Andando nel dettaglio per quel che riguarda il confronto con l’Europa rispetto a disuguaglianze e rischio povertà, sono stati analizzati 39 indicatori, 22 dei quali disponibili anche distinti per genere. E le conclusioni dell’indagine mostrano una situazione peggiore per l’Italia per 18 indicatori.
Rispetto al contesto europeo, si legge, il nostro Paese presenta significativi svantaggi nel mercato del lavoro, con un tasso di occupazione al 67,1%, 8,7 punti sotto la media Ue-27. Il divario si accentua tra le donne, tra le quali il tasso scende al 57,4% in Italia, contro il 70,8% registrato a livello comunitario.

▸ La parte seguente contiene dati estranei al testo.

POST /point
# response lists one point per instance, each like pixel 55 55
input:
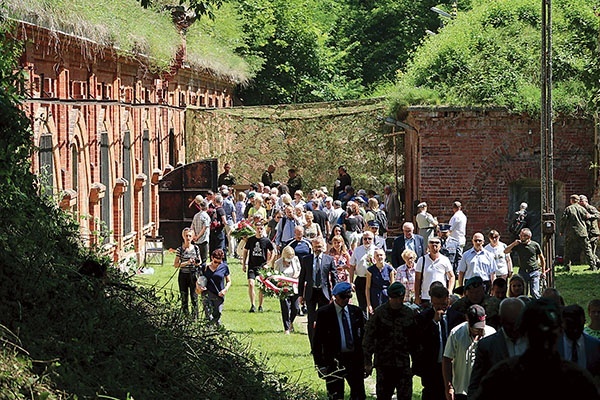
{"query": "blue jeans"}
pixel 532 282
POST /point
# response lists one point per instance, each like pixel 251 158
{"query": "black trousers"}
pixel 433 383
pixel 360 284
pixel 350 368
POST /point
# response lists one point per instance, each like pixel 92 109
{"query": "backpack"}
pixel 381 218
pixel 517 225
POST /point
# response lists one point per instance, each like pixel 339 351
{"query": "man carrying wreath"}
pixel 257 252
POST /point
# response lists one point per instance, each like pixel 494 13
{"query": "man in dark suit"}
pixel 317 277
pixel 337 345
pixel 576 346
pixel 507 342
pixel 433 328
pixel 408 240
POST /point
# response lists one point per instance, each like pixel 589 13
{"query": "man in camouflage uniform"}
pixel 391 335
pixel 573 228
pixel 592 227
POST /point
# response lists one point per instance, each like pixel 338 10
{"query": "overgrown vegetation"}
pixel 490 56
pixel 66 334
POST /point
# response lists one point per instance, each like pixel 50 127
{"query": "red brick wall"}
pixel 475 155
pixel 76 90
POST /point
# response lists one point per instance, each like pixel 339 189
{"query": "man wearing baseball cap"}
pixel 459 353
pixel 337 344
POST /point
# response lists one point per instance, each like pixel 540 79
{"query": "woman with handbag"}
pixel 288 265
pixel 213 284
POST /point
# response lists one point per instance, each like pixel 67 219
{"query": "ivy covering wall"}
pixel 314 138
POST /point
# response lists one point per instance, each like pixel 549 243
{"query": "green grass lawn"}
pixel 290 354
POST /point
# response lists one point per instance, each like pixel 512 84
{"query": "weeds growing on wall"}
pixel 73 327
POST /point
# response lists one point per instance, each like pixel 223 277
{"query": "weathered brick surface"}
pixel 76 90
pixel 475 155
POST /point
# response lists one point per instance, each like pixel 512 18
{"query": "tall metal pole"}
pixel 547 156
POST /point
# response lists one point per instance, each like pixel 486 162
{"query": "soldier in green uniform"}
pixel 573 228
pixel 592 227
pixel 391 335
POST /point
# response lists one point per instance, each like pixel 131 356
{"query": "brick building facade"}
pixel 107 129
pixel 489 160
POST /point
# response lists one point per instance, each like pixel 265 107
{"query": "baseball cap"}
pixel 396 289
pixel 473 281
pixel 340 288
pixel 476 316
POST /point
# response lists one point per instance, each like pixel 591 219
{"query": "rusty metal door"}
pixel 176 192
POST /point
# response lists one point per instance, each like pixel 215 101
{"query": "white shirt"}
pixel 499 256
pixel 434 271
pixel 458 227
pixel 361 258
pixel 461 349
pixel 478 263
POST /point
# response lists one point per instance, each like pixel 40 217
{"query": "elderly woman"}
pixel 379 277
pixel 257 209
pixel 341 257
pixel 311 230
pixel 299 215
pixel 213 285
pixel 405 274
pixel 353 224
pixel 288 265
pixel 337 230
pixel 516 286
pixel 298 199
pixel 187 260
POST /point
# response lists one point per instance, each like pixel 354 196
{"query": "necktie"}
pixel 317 271
pixel 444 330
pixel 347 331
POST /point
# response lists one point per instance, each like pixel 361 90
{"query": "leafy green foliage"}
pixel 69 335
pixel 490 56
pixel 135 31
pixel 378 37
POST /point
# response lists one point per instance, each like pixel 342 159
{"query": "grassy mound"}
pixel 67 333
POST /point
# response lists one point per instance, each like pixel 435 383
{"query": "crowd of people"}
pixel 457 316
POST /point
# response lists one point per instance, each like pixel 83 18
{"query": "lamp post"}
pixel 547 155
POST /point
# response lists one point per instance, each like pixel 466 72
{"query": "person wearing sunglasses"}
pixel 477 261
pixel 213 285
pixel 187 261
pixel 503 260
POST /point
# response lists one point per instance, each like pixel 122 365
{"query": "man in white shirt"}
pixel 459 353
pixel 361 259
pixel 458 224
pixel 477 261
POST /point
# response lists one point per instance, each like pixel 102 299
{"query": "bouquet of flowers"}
pixel 243 229
pixel 276 285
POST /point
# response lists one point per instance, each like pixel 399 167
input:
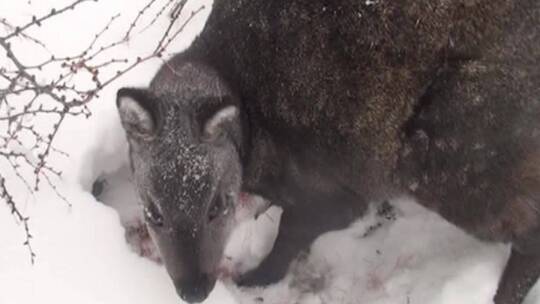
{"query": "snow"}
pixel 82 255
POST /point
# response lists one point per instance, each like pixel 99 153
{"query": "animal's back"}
pixel 344 77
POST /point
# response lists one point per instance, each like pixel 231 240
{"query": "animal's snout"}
pixel 195 290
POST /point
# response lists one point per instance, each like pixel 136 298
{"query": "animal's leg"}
pixel 299 227
pixel 291 240
pixel 520 274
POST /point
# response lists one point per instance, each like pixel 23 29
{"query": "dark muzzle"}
pixel 195 290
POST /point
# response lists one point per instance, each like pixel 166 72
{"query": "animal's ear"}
pixel 215 125
pixel 137 112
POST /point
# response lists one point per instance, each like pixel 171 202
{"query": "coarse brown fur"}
pixel 346 101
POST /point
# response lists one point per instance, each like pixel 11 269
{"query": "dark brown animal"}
pixel 323 105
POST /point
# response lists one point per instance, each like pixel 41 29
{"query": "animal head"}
pixel 184 135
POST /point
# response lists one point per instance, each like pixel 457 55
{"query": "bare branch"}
pixel 25 96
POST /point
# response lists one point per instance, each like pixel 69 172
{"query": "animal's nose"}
pixel 196 290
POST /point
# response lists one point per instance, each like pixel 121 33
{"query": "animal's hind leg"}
pixel 520 274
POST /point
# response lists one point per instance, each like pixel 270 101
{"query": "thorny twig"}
pixel 24 96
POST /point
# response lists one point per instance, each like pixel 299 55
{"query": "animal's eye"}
pixel 152 215
pixel 220 206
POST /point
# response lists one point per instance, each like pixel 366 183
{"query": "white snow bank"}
pixel 83 256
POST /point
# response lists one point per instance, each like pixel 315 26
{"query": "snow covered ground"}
pixel 413 257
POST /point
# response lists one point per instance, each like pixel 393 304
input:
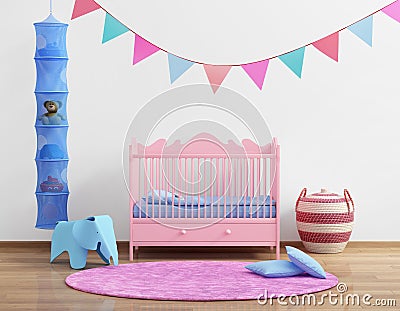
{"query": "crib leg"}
pixel 130 251
pixel 278 252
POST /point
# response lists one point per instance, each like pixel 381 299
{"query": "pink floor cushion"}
pixel 192 281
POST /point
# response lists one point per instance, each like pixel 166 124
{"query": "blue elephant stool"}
pixel 77 237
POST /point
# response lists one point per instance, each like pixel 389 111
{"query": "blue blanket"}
pixel 166 198
pixel 214 208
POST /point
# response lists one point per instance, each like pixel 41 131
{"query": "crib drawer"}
pixel 214 233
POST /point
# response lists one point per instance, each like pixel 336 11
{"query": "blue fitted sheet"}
pixel 213 208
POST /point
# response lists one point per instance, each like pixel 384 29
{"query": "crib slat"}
pixel 231 170
pixel 186 185
pixel 204 186
pixel 173 184
pixel 217 181
pixel 211 188
pixel 198 188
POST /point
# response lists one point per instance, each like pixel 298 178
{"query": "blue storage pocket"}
pixel 51 40
pixel 52 176
pixel 51 74
pixel 51 108
pixel 51 208
pixel 51 143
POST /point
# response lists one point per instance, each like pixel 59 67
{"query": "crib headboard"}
pixel 204 166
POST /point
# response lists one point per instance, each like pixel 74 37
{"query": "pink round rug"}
pixel 191 281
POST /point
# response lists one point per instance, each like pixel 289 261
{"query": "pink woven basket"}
pixel 324 220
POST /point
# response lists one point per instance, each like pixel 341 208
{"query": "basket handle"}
pixel 348 200
pixel 302 195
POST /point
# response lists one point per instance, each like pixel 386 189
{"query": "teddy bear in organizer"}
pixel 52 116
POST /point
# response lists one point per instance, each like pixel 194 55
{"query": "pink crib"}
pixel 204 193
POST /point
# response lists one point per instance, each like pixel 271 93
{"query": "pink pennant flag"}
pixel 82 7
pixel 329 46
pixel 257 71
pixel 142 49
pixel 216 74
pixel 393 10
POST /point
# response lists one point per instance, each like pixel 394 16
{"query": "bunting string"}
pixel 216 74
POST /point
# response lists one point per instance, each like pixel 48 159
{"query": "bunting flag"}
pixel 363 29
pixel 329 46
pixel 294 60
pixel 216 74
pixel 83 7
pixel 112 28
pixel 177 66
pixel 393 10
pixel 257 71
pixel 143 49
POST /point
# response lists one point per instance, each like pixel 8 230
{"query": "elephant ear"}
pixel 85 233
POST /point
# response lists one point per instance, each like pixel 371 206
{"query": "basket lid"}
pixel 324 196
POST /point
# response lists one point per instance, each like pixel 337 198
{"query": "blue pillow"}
pixel 275 268
pixel 305 262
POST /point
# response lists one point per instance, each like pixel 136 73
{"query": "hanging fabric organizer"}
pixel 51 122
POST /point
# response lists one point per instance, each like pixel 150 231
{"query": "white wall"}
pixel 338 126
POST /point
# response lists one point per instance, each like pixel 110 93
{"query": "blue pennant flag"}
pixel 294 60
pixel 112 28
pixel 177 66
pixel 363 29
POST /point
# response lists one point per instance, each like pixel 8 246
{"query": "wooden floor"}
pixel 29 282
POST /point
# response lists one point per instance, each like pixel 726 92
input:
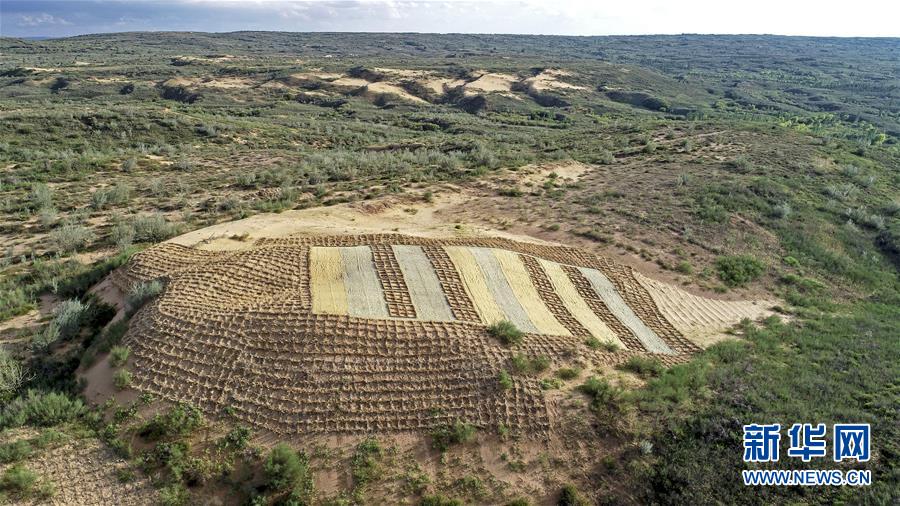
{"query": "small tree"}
pixel 287 470
pixel 506 332
pixel 12 375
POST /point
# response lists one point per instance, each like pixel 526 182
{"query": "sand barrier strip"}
pixel 365 297
pixel 598 307
pixel 396 291
pixel 472 277
pixel 327 281
pixel 500 289
pixel 639 299
pixel 572 303
pixel 623 312
pixel 520 281
pixel 697 316
pixel 425 292
pixel 451 284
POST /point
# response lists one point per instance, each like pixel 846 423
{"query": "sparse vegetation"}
pixel 506 332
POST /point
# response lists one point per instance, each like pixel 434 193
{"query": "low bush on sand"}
pixel 506 332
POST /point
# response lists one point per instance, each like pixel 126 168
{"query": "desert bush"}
pixel 119 194
pixel 287 470
pixel 122 379
pixel 602 393
pixel 69 238
pixel 569 496
pixel 645 367
pixel 42 409
pixel 180 421
pixel 174 494
pixel 440 500
pixel 523 364
pixel 41 196
pixel 15 451
pixel 505 380
pixel 738 270
pixel 152 228
pixel 18 480
pixel 506 332
pixel 118 355
pixel 567 373
pixel 458 432
pixel 236 439
pixel 364 464
pixel 48 217
pixel 12 375
pixel 122 235
pixel 43 339
pixel 99 199
pixel 141 293
pixel 68 316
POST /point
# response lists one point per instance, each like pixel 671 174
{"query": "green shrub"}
pixel 457 433
pixel 41 196
pixel 174 494
pixel 567 373
pixel 569 496
pixel 286 469
pixel 530 365
pixel 68 316
pixel 18 479
pixel 140 293
pixel 645 367
pixel 236 439
pixel 180 421
pixel 505 379
pixel 12 375
pixel 14 451
pixel 506 332
pixel 118 355
pixel 122 379
pixel 738 270
pixel 440 500
pixel 684 267
pixel 41 409
pixel 364 465
pixel 152 228
pixel 70 238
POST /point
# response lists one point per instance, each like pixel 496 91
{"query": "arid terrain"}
pixel 271 268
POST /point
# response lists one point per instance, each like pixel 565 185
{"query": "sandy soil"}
pixel 396 91
pixel 489 82
pixel 549 80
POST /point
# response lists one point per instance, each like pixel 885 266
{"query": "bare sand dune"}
pixel 491 82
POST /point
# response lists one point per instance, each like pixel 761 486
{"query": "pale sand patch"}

Particolarmente elevata è anche la forbice tra le persone che lavorano in part–time involontario (8,5% Italia; 3,2% Ue-27) soprattutto tra le lavoratrici (13,7% Italia; 4,8% Ue-27).
Non è finita qui. Il nostro Paese è al di sotto della media Ue-27 anche per alcuni indicatori del dominio Istruzione e Formazione, con solo il 31,6% dei 25-34enni laureati, contro il 44,1% nell’Ue-27 e il 66,7% delle persone di 25-64 anni che hanno conseguito il diploma di scuola secondaria di secondo grado (80,5% Ue2-7).
E se questo è il presente, non va meglio su fronti che dovrebbero garantirci un futuro migliore. A cominciare da quelli riguardanti l’innovazione e la ricerca: l’Italia investe meno in ricerca e sviluppo di quanto facciano in media i nostri partner europei. Noi investiamo appena l’1,37% del Pil, contro il 2,22% della media comunitaria. E, in tutto ciò, la percentuale di lavoratori con formazione universitaria nelle professioni scientifico-tecnologiche è inferiore di 7,4 punti percentuali rispetto alla media europea: 26,7% Italia contro 34,1% Ue-27.